Busy Rocks (2008) réunit cinq danseurs de P.A.R.T.S., le Raoul Collectif (2009), cinq comédiens du Conservatoire de Liège, Mariedl (2007), trois metteuses en scène-comédiennes de l’Insas, le Collectif Rien de Spécial (2011), trois acteurs… On pourrait croire que la crise va favoriser le retour du collectif. « Je ne pense pas qu’il y a un regain d’intérêt pour le collectif dans le sens politique des années 70 où les décisions se prenaient en commun, explique Matthieu Goeury, programmateur scène au Vooruit. Aujourd’hui, c’est plutôt une forme de mutualisation des ressources. Pour Superamas, collectif est un label. En interne, chacun a une compétence artistique (mise en scène, technologie-vidéo, etc.). Il y a une forme de hiérarchie, même s’ils signent tout sous le nom Superamas.

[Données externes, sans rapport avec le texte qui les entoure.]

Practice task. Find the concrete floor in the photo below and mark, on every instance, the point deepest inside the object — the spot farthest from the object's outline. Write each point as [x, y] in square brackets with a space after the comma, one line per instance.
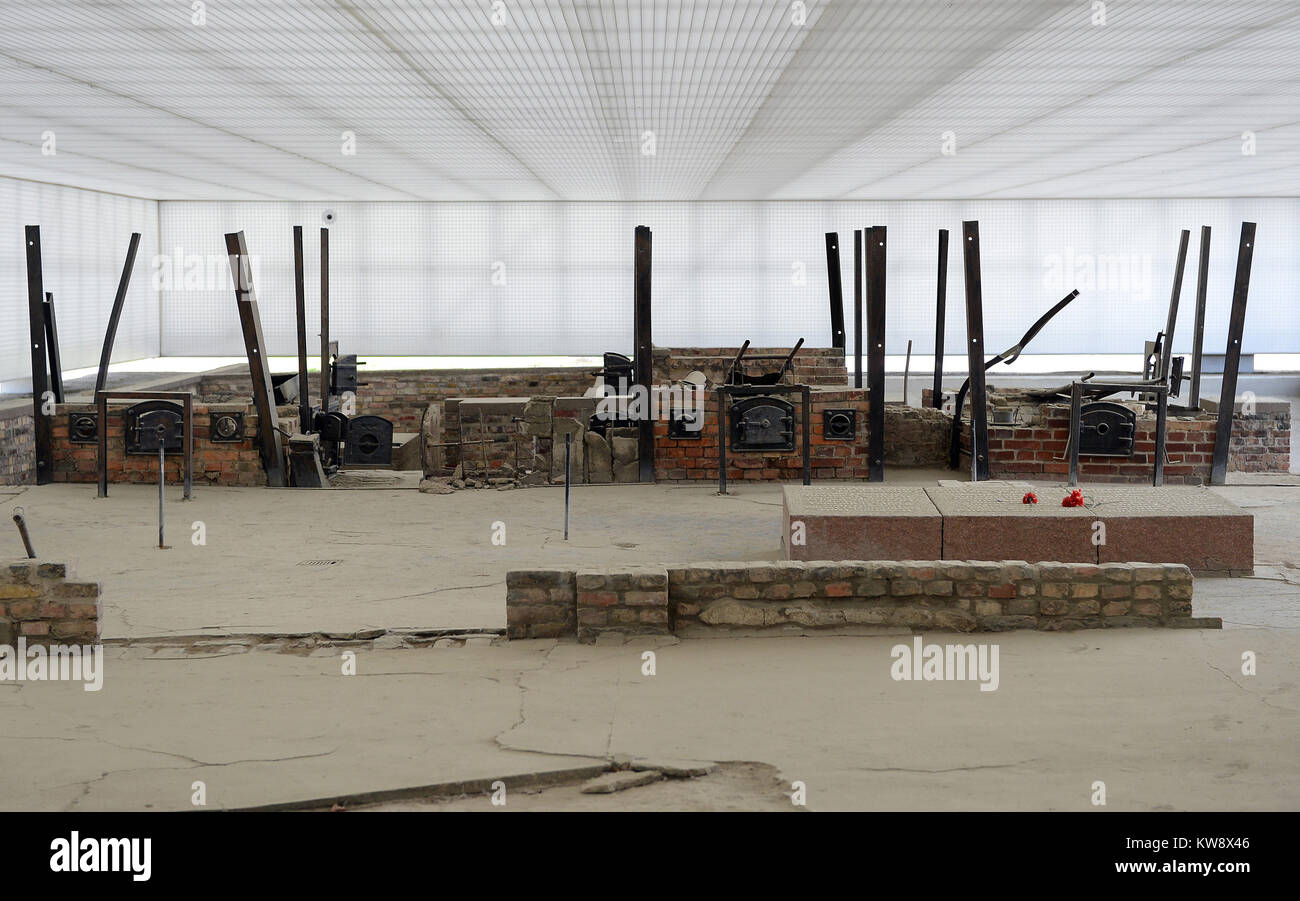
[1165, 718]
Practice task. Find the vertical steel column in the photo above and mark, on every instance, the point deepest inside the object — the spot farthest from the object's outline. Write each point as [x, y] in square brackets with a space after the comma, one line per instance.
[836, 284]
[722, 440]
[857, 307]
[56, 367]
[645, 349]
[975, 350]
[1075, 423]
[1203, 273]
[1161, 428]
[940, 316]
[304, 391]
[1233, 362]
[187, 411]
[324, 320]
[1171, 320]
[39, 382]
[102, 443]
[116, 315]
[806, 399]
[259, 368]
[876, 250]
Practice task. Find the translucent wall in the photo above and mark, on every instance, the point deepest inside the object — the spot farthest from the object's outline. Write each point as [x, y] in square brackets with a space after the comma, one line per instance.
[83, 237]
[468, 278]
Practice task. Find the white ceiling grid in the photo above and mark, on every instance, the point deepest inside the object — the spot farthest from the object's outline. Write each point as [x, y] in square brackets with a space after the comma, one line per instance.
[550, 99]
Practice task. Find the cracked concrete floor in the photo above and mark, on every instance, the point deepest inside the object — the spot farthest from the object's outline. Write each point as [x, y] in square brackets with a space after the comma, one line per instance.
[1162, 717]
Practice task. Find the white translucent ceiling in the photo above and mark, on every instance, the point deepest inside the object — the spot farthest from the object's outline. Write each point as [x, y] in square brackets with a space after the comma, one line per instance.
[741, 99]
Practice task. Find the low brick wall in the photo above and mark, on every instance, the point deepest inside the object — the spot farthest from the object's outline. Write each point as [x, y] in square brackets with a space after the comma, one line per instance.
[17, 447]
[40, 603]
[633, 602]
[215, 463]
[849, 597]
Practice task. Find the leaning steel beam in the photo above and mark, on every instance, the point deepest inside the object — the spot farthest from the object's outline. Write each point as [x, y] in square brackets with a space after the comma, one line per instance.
[836, 284]
[857, 307]
[263, 393]
[1171, 320]
[975, 351]
[1233, 356]
[876, 248]
[116, 315]
[1009, 356]
[1203, 273]
[324, 320]
[56, 367]
[940, 313]
[304, 393]
[39, 381]
[644, 349]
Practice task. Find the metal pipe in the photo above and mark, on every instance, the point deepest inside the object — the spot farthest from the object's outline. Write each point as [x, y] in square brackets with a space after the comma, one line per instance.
[906, 368]
[22, 531]
[161, 484]
[568, 445]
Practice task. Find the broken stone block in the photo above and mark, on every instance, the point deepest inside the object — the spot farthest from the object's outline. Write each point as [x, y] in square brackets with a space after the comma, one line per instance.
[564, 425]
[599, 462]
[618, 782]
[432, 459]
[537, 416]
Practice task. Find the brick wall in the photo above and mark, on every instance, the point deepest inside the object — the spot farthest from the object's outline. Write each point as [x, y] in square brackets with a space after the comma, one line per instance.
[850, 597]
[403, 395]
[1036, 446]
[813, 365]
[17, 447]
[689, 459]
[215, 463]
[39, 602]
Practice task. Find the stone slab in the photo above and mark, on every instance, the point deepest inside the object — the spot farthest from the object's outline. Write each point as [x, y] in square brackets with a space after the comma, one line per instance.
[861, 523]
[989, 522]
[1190, 525]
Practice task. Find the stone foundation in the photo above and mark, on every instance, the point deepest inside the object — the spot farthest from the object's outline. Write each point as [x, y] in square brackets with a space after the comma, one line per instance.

Ce n’est pas parce que l’écriture est collective que nécessairement il y a un collectif. » En 2003, on est secoué par le Groupe TOC, collectif d’artistes sortis de l’Insas. « Un vrai collectif qui voulait sortir de la structure hiérarchique, confirme Matthieu Goeury, mais qui n’a pas tenu, parce que tout mettre à plat, décider ensemble, reste difficile à tenir dans la durée. TG Stan et Transquinquennal peuvent être vus comme des exceptions. »

Cette utopie n’en finit pas de couler. Actuellement, elle se cristallise sur le Raoul Collectif qui a fait une entrée fracassante avec Le Signal du promeneur, dans la foulée de leurs études au Conservatoire de Liège. Sur leur site, ils écrivent: « De cette dynamique -sorte de laboratoire pratique de démocratie-, de la friction de leurs cinq tempéraments se dégage une énergie particulière, perceptible sur le plateau…  »

Leur drôle de spectacle sur des figures rebelles fait un tabac, en tournée jusqu’en 2014! Aujourd’hui, sans entrer en religion, les jeunes artistes se réunissent par affinités électives. Pour Olivier Hespel, entre autres dramaturge à L’L: « Les collectifs interrogent un mode de fonctionnement qui reste un signal pour l’extérieur, les médias, le public ou les responsables d’institutions qui ont pris l’habitude de voir un seul responsable (le metteur en scène) signer le spectacle alors que toute création se nourrit de la créativité de chacun. En danse, depuis longtemps, le chorégraphe travaille sur base d’improvisations des danseurs qu’il impulse. C’est souvent affiché au programme, du genre « une chorégraphie en collaboration avec les danseurs ». Aujourd’hui, il y a peut-être une volonté d’affirmer un travail de groupe, même indirectement comme par exemple la Cie Utopia d’Armel Roussel où on sent dans ses spectacles que chaque acteur a sa part de jeu, qu’il orchestre sans uniformiser. »

Comme l’affirme le site du collectif Marriedl, au-delà de « mutualiser les moyens, nous avons été formés dans l’idée que l’acteur est un créateur au même titre que le metteur en scène« … Le collectif induit un travail artistique au long cours. « Nous partageons, explique Busy Rocks, une certaine réflexion sur ce qu’est la danse. Notre affinité est notre histoire commune chez P.A.R.T.S. et notre désir de partager ensemble notre travail plutôt que de travailler seul dans son coin. »

Plus soft et moins engagés, les nouveaux collectifs semblent moins passionnels, nés un peu par hasard sur l’expérience d’études et de spectacles vécus, d’une aventure à poursuivre, sans s’enfermer sur soi-même, sans urgence, ni la nécessité du poing levé, avec des idéaux politiques moins visibles, loin finalement des collectifs d’antan. Autre époque, autres moeurs. Ce qui n’empêche le théâtre-action de certains collectifs comme Collectif 1984 ou encore le Collectif Mensuel qui présente du 23 au 26 avril, au théâtre de l’Ancre à Charleroi, L’Homme qui valait 35 milliards de Nicolas Ancion, histoire de causer de l’époque capitaliste au symbole « Lakshmi Mittal »… Le spectacle est un art collectif, sur le monde.